This HPA axis activation observed in experimental models of Chagas disease is associated with the presence of nests of T. cruzi amastigotes in the adrenals, as well as parasite-derived antigens in both adrenals and pituitary gland (50). Although by now, the underlyning mechanisms are not fully elucidated, the presence of T. cruzi-derived antigens (proteins, DNA, or glycolipids) in the endocrine glands of HPA axis may promote a local inflammatory response via the engagement of TLRs, as shown in bacterial models of infection (51). In particular, the stimulation of TLR-9, which recognizes T. cruzi DNA (52), may cause the local production of cytokines and consequent increase in the release of corticosterone, as seen in a model of sepsis (53). Similarly, TLR-2 or TLR-4 pathways might be stimulated by TLR agonists expressed by T. cruzi like GPI or GIPL anchors, respectively (54). In fact, C57BL/6 mice infected with T. cruzi showed, not only in plasma but also intra-adrenal, increased levels of TNF-α, IL-1β, and IL-6 (55), suggesting that these proinflammatory cytokines are involved in the hyperactivation of HPA axis at different levels.

Although infected mice presented the parasite and a pronounced inflammatory response in the pituitary gland, the systemic levels of adrenocorticotropic hormone (ACTH) are not changed (49, 50), suggesting that the increase in circulating corticosterone levels noted in infected mice occurs independently of ACTH. In fact, both systemic and intra-adrenal cytokine production may favor adrenal inflammation during infection, which can directly trigger and sustain an alternative way of adrenal secretion of GC, resulting uncoupled from the hypothalamic–pituitary unit (56).
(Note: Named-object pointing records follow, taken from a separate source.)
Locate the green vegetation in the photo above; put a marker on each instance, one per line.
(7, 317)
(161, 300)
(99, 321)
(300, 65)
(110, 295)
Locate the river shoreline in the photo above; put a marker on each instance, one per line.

Structural alterations like vascular changes within the endocrine microenvironment may also lead to a transient HPA dysfunction (56). Also, local inflammation driven by the presence of T. cruzi or their antigens may promote the income of inflammatory cells. Strikingly, adrenals of infected mice showed leukocyte infiltration, characterized by the presence of CD8+ and CD4+ T lymphocytes, as well as macrophages and enhanced expression of extracellular matrix (ECM) deposition, including fibronectin and laminin (44). These ECM molecules might fix pathogen-derived antigens as well as pro-inflammatory cytokines released during immune response, thus contributing to the establishment of inflammation and sustaining GC production (56).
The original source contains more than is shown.